Department of Computer Architecture and Technology, Universidad Politécnica de Madrid, 28660, Boadilla del Monte, Spain.
Department of Computer Architecture and Technology, Universidad Politécnica de Madrid, 28660, Boadilla del Monte, Spain; Center for Biomedical Technology, Campus de Montegancedo, Universidad Politécnica de Madrid, 28233, Pozuelo de Alarcón, Spain.
Comput Biol Med. 2022 Jun;145:105466. doi: 10.1016/j.compbiomed.2022.105466. Epub 2022 Mar 30.
Fast and accurate diagnosis is critical for the triage and management of pneumonia, particularly in the current scenario of a COVID-19 pandemic, where this pathology is a major symptom of the infection. With the objective of providing tools for that purpose, this study assesses the potential of three textural image characterisation methods: radiomics, fractal dimension and the recently developed superpixel-based histon, as biomarkers to be used for training Artificial Intelligence (AI) models in order to detect pneumonia in chest X-ray images. Models generated from three different AI algorithms have been studied: K-Nearest Neighbors, Support Vector Machine and Random Forest. Two open-access image datasets were used in this study. In the first one, a dataset composed of paediatric chest X-ray, the best performing generated models achieved an 83.3% accuracy with 89% sensitivity for radiomics, 89.9% accuracy with 93.6% sensitivity for fractal dimension and 91.3% accuracy with 90.5% sensitivity for superpixels based histon. Second, a dataset derived from an image repository developed primarily as a tool for studying COVID-19 was used. For this dataset, the best performing generated models resulted in a 95.3% accuracy with 99.2% sensitivity for radiomics, 99% accuracy with 100% sensitivity for fractal dimension and 99% accuracy with 98.6% sensitivity for superpixel-based histons. The results confirm the validity of the tested methods as reliable and easy-to-implement automatic diagnostic tools for pneumonia.
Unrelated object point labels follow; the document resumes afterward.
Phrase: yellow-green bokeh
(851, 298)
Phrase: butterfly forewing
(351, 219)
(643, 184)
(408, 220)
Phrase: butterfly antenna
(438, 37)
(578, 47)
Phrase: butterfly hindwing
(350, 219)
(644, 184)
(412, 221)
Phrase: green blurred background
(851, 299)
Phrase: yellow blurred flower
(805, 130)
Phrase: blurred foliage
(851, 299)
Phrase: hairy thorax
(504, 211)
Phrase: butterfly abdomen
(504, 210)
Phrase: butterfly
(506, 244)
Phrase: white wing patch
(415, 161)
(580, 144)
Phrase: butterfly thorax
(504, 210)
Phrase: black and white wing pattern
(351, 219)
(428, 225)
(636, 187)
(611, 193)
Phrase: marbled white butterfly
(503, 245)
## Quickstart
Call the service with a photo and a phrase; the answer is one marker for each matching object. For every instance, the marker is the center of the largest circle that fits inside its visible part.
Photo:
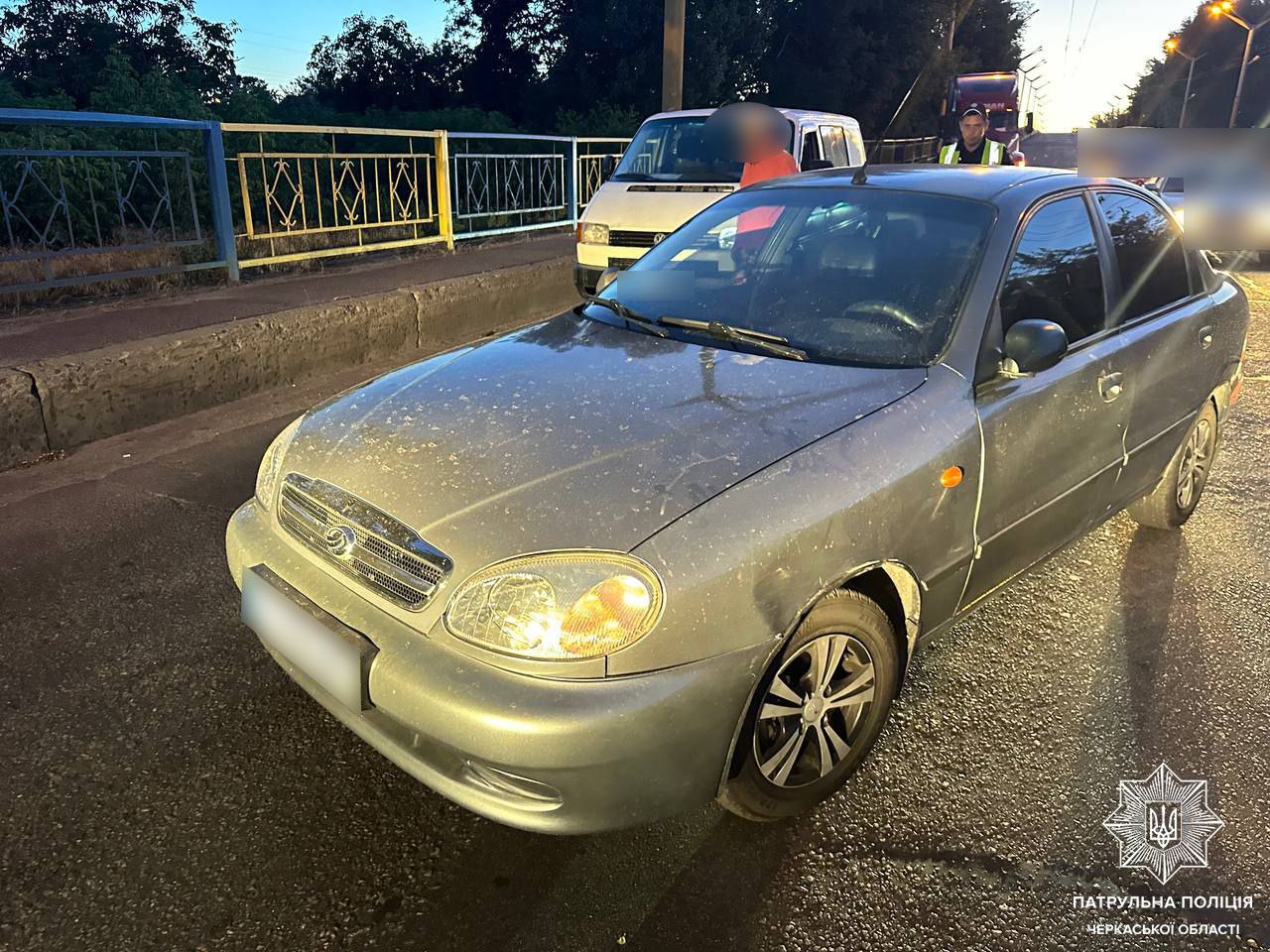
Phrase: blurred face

快速准确的诊断对于肺炎的分诊和管理至关重要,特别是在当前 COVID-19 大流行的情况下,这种病理学是感染的主要症状。本研究旨在为此目的提供工具,评估了三种纹理图像特征描述方法的潜力:放射组学、分形维数和最近开发的基于超像素的Histogram,作为用于训练人工智能 (AI) 模型的生物标志物,以检测胸部 X 射线图像中的肺炎。研究了三种不同的 AI 算法生成的模型:K-最近邻、支持向量机和随机森林。本研究使用了两个开放获取的图像数据集。在第一个数据集,由儿科胸部 X 射线组成的数据集,表现最佳的生成模型在放射组学方面的准确率为 83.3%,敏感度为 89%,分形维数的准确率为 89.9%,敏感度为 93.6%,基于超像素的Histogram 的准确率为 91.3%,敏感度为 90.5%。其次,使用了一个主要作为研究 COVID-19 工具的图像库开发的数据集。对于这个数据集,表现最佳的生成模型在放射组学方面的准确率为 95.3%,敏感度为 99.2%,分形维数的准确率为 99%,敏感度为 100%,基于超像素的Histogram 的准确率为 99%,敏感度为 98.6%。结果证实了所测试方法的有效性,它们是可靠且易于实施的肺炎自动诊断工具。